Captain William Bligh.

Most on Bounty were chosen by Bligh, or were recommended to him. However, a draft list of the crew before the voyage includes several who did not sail, including two pressed men who are thought to have deserted. Of the eventual crew, William Peckover, the gunner, and Joseph Coleman, the armourer, had been with Bligh when he was Captain James Cook‘s sailing master on HMS Resolution during the explorer’s third voyage (1776–80). Several others had sailed under Bligh more recently, including Christian, who had twice voyaged with Bligh to the West Indies on the merchantman Britannia. The two had formed a master-pupil relationship through which Christian had become a highly skilled navigator; Bligh gave him one of the master’s mate’s berths on Bounty, and in March 1788, promoted him to the rank of Acting Lieutenant, effectively making Christian second-in-command. Another of the young gentlemen recommended to Bligh was 15-year-old Peter Heywood, a Manxman and a distant relation of Christian’s. His recommendation came from Bligh’s father-in-law, who was a Heywood family friend.
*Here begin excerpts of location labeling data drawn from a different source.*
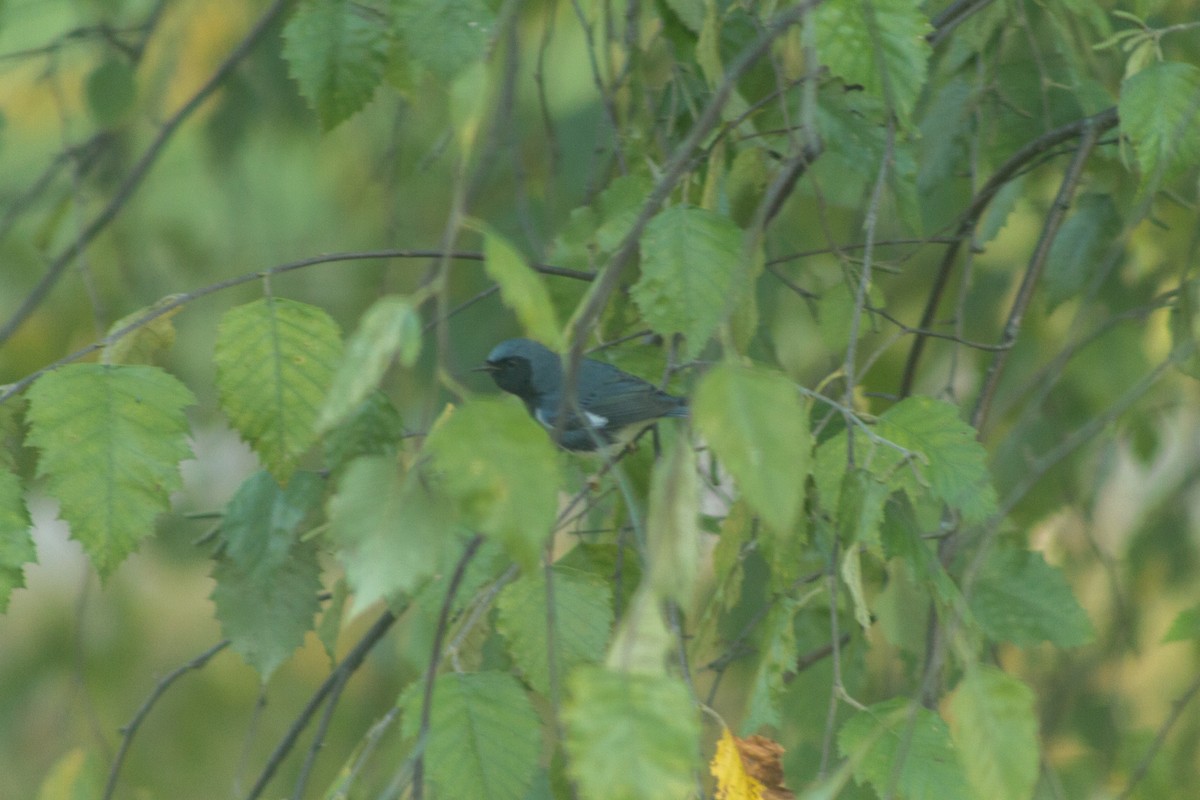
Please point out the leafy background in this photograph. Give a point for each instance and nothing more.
(924, 269)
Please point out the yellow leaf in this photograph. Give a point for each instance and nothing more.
(732, 780)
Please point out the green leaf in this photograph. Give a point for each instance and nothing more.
(390, 329)
(390, 531)
(593, 232)
(1186, 626)
(267, 579)
(877, 43)
(953, 461)
(502, 470)
(522, 290)
(1019, 597)
(111, 439)
(267, 608)
(900, 747)
(275, 361)
(336, 55)
(77, 775)
(1158, 113)
(112, 90)
(444, 36)
(759, 427)
(1079, 247)
(630, 737)
(582, 623)
(996, 734)
(672, 528)
(16, 543)
(778, 651)
(263, 521)
(690, 262)
(372, 428)
(485, 738)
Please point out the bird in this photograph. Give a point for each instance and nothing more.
(612, 401)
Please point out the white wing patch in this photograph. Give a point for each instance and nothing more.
(594, 420)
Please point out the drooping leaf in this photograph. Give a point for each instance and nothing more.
(444, 36)
(630, 737)
(268, 608)
(953, 461)
(390, 329)
(391, 533)
(759, 427)
(522, 290)
(995, 729)
(777, 655)
(112, 90)
(111, 439)
(501, 469)
(77, 775)
(1019, 597)
(690, 260)
(899, 746)
(672, 528)
(336, 54)
(275, 361)
(485, 738)
(372, 428)
(877, 43)
(1186, 626)
(1158, 110)
(16, 543)
(1079, 247)
(582, 617)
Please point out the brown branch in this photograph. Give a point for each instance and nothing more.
(340, 675)
(137, 174)
(160, 689)
(178, 301)
(1015, 164)
(431, 671)
(1090, 134)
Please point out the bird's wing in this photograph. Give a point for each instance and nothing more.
(621, 398)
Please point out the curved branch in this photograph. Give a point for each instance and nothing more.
(130, 729)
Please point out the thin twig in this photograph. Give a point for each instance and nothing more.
(341, 673)
(431, 671)
(131, 729)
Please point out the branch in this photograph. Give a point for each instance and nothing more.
(250, 277)
(340, 675)
(1015, 164)
(435, 660)
(125, 191)
(130, 729)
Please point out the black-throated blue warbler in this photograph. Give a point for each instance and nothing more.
(611, 400)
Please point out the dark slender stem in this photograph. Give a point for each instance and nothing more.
(431, 671)
(1015, 164)
(341, 673)
(1033, 271)
(138, 173)
(130, 729)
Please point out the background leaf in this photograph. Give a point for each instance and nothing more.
(630, 735)
(501, 469)
(690, 259)
(109, 440)
(275, 361)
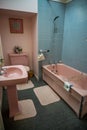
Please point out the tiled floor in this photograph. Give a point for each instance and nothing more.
(55, 116)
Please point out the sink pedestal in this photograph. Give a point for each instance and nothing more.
(12, 100)
(13, 75)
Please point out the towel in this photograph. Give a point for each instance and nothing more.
(67, 86)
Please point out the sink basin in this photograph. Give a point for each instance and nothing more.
(13, 75)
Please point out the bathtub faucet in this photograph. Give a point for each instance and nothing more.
(1, 64)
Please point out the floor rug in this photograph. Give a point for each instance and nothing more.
(25, 85)
(46, 95)
(27, 109)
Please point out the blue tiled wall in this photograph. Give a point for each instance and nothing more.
(75, 35)
(48, 37)
(69, 43)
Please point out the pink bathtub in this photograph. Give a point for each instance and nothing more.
(76, 97)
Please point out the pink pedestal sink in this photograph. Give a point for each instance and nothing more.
(13, 75)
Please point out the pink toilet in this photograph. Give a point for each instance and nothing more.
(19, 59)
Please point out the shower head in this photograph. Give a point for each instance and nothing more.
(56, 18)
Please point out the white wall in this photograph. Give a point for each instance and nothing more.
(20, 5)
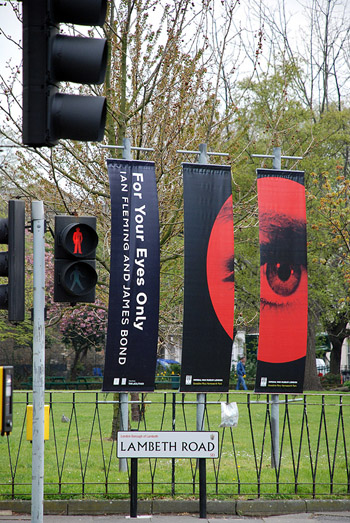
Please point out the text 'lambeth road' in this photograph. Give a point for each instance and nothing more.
(168, 444)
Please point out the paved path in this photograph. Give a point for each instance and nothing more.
(326, 517)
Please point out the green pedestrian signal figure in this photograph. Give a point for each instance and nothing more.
(75, 279)
(77, 240)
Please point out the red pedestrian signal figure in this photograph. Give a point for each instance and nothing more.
(77, 240)
(75, 259)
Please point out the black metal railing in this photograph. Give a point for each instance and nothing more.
(311, 458)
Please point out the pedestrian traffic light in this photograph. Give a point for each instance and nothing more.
(75, 259)
(50, 57)
(12, 261)
(6, 391)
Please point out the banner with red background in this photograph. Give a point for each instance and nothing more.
(209, 279)
(283, 281)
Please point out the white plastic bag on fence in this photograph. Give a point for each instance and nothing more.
(229, 414)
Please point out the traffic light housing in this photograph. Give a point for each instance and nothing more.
(12, 262)
(75, 259)
(50, 57)
(6, 393)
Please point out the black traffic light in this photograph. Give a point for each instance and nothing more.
(75, 259)
(6, 393)
(50, 57)
(12, 261)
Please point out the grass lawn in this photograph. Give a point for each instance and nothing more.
(80, 457)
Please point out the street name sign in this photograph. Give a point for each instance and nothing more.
(167, 444)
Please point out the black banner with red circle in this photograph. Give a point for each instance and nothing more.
(209, 279)
(132, 336)
(283, 281)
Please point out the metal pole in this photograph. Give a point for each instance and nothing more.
(203, 159)
(275, 407)
(133, 488)
(124, 396)
(38, 224)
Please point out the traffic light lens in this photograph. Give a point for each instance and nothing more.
(78, 278)
(79, 239)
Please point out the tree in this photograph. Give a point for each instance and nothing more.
(83, 329)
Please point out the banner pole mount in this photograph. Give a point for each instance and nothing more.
(203, 153)
(277, 157)
(127, 148)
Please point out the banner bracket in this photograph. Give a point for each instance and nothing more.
(127, 148)
(277, 157)
(203, 153)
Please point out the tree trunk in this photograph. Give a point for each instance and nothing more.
(337, 343)
(311, 380)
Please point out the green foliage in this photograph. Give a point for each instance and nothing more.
(329, 381)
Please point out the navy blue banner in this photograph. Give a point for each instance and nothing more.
(209, 279)
(132, 336)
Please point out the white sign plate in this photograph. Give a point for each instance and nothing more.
(148, 444)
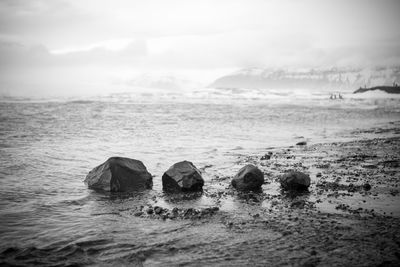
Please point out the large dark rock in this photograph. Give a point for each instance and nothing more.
(182, 176)
(120, 175)
(248, 178)
(295, 180)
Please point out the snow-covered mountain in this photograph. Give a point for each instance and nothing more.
(162, 82)
(329, 79)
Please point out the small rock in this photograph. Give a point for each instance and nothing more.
(302, 143)
(248, 178)
(182, 176)
(367, 187)
(266, 157)
(119, 174)
(149, 211)
(138, 214)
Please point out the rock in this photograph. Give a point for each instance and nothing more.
(302, 143)
(158, 210)
(138, 214)
(266, 157)
(295, 180)
(248, 178)
(119, 174)
(182, 176)
(149, 211)
(367, 187)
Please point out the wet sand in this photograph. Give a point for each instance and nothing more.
(349, 217)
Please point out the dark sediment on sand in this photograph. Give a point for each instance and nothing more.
(350, 215)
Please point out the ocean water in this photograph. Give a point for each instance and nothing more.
(48, 216)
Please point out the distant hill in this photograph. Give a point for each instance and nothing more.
(387, 89)
(331, 79)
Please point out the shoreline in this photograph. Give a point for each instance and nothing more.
(339, 221)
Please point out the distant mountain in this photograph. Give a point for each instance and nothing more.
(387, 89)
(332, 79)
(167, 82)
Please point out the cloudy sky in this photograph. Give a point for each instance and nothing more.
(63, 46)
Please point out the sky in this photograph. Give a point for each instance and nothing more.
(63, 47)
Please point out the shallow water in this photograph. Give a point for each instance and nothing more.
(48, 147)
The two botanists, or “gardeners”, were chosen by Sir Joseph Banks, the president of the Royal Society and the expedition’s chief promoter. The chief botanist, David Nelson, was another veteran of Cook’s third voyage and had learned some of the Tahitians’ language. Nelson’s assistant, William Brown, was a former midshipman who had seen naval action against the French. Banks also helped to secure the midshipmen’s berths for two of his protégés, Thomas Hayward and John Hallett. Overall, Bounty‘s crew was relatively youthful, the majority being under 30. At the time of departure Bligh was 33 years old and Fryer a year older. Among the older crew members were the gunner, William Peckover, who had sailed on all three of Cook’s voyages, and Lawrence Lebogue, formerly sailmaker on the Britannia. The youngest aboard were Hallett and Heywood, who were both 15 when they left England.